Wow. Wow. And wow again.
In the rich variety of the English language, with all its nuanced shades of meaning, there really isn’t a better word. Not for a space geek suddenly faced with the first photos from the James Webb Space Telescope.
WOW!
If you haven’t seen the images yet, make the time. Right now. I mean it, I’ll still be waiting here when you come back. The rest of us can tell you: They’re just. That. Good.
When I went to college in the 1990s, the first photos came back from the recently repaired Hubble. The world was floored then, too. Over the next two decades or so, we saw the universe as it had never been seen before: rich, vivid and inviting.
I still treasure those discoveries. But the images arriving from Webb now make Hubble look like a pinhole camera.
“It’s amazing how gorgeous, scary, mind-blowing and hopeful it all is,” one person commented to the NASA Twitter account. Someone else called the pictures “the most INSANE BEAUTIFUL things ever!!!” Amidst the brilliance and wonder of the galaxies and nebulae shown – so close, so beautiful – more than one person said how small it made everything else feel.
I get that. I really do. But I want to flip the direction for a second.
Because in the face of all of this, I don’t feel small at all.
It’s true, starting the universe in the face has a way of putting things in perspective. Earthly matters seem to dwindle by comparison: our prejudices, our conflicts, even the Avalanche’s third Stanley Cup. But it’s not like there’s a spot labeled “You are Here” where The Universe sits just beyond the fence line, the next-door neighbor with the awesome photo albums.
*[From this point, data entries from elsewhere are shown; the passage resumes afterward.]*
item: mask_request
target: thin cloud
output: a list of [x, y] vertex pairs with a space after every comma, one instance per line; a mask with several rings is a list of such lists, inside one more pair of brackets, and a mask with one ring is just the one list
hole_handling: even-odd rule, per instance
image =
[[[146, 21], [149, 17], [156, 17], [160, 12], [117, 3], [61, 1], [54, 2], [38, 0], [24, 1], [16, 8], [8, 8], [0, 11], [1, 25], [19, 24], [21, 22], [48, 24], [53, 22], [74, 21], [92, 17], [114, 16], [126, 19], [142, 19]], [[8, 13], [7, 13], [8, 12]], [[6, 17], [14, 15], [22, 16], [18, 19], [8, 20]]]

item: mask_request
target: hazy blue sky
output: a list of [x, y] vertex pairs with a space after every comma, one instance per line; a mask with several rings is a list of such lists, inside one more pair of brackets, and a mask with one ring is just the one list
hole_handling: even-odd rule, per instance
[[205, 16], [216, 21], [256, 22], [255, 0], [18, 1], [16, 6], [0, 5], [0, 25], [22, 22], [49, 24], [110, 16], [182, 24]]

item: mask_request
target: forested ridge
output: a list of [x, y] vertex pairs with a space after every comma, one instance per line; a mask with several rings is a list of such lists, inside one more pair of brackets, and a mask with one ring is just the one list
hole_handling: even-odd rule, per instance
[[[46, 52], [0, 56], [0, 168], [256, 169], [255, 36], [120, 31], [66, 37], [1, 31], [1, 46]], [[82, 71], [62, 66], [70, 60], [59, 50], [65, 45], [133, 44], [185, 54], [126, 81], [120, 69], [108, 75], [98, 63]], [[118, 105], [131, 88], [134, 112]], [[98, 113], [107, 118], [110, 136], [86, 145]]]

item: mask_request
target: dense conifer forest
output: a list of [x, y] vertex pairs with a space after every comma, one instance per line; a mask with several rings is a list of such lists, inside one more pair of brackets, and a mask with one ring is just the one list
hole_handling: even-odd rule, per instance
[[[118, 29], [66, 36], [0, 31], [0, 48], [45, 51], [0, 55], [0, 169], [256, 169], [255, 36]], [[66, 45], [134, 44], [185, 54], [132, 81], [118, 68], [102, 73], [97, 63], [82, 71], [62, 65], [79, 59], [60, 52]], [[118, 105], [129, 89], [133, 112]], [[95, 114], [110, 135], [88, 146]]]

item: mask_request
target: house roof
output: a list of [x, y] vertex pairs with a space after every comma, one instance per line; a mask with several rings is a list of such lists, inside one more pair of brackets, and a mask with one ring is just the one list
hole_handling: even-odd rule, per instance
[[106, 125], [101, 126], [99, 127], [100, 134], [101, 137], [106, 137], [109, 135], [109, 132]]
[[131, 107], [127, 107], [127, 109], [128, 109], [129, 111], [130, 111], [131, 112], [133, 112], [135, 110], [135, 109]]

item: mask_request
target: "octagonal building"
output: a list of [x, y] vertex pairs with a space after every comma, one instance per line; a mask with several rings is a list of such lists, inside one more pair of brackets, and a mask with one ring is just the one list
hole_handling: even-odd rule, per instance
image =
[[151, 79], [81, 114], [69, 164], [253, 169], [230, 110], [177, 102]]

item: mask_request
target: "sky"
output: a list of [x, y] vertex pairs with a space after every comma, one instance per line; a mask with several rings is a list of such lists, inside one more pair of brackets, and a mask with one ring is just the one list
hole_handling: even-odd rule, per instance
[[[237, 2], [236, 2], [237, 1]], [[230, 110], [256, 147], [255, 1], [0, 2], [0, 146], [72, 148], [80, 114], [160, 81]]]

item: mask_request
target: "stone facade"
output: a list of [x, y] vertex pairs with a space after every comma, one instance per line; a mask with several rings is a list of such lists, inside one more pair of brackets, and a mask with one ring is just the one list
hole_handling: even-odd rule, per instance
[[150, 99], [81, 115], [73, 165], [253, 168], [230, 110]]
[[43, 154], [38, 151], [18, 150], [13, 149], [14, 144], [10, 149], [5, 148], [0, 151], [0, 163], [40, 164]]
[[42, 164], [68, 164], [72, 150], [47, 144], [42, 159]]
We’re in it. Of it. Right here. Right now. Not a disconnected viewer, but a participant tied in to all the rest.
“It makes me feel more important,” my wife Heather told me after we’d both absorbed it all for a while. “Like there’s this wonderful, beautiful universe and I get to be a small part of it. And it’s part of me, too.”
I promise, I’m not going to turn into Yoda on you. Not today, anyway. But I want to linger on that point.
It’s easy to feel small. Many of us do it every day. We face a world that constantly seems beyond our strength, with more and more weighing us down, from the personal to the global. And so we decide we’re insignificant, that nothing we do could possibly matter.
But when we look outward, we rekindle hope.
A fan of time-travel fiction once noted that we write story after story about how taking a small action in the past can transform the present. And yet, he wrote, we remain skeptical that a small action now could transform the future.
Perspectives in space. Perspectives in time. Either way, we see the connections. We see ourselves: not small or insignificant, but part of something bigger, where every tiny piece is part of the greater beauty.
Maybe, just maybe, that view can help us shift our bit of the universe. Right here. Right now.
So go on. Take another look. Let yourself “wow” again.
It’s amazing what can happen when you get tangled up in the Webb.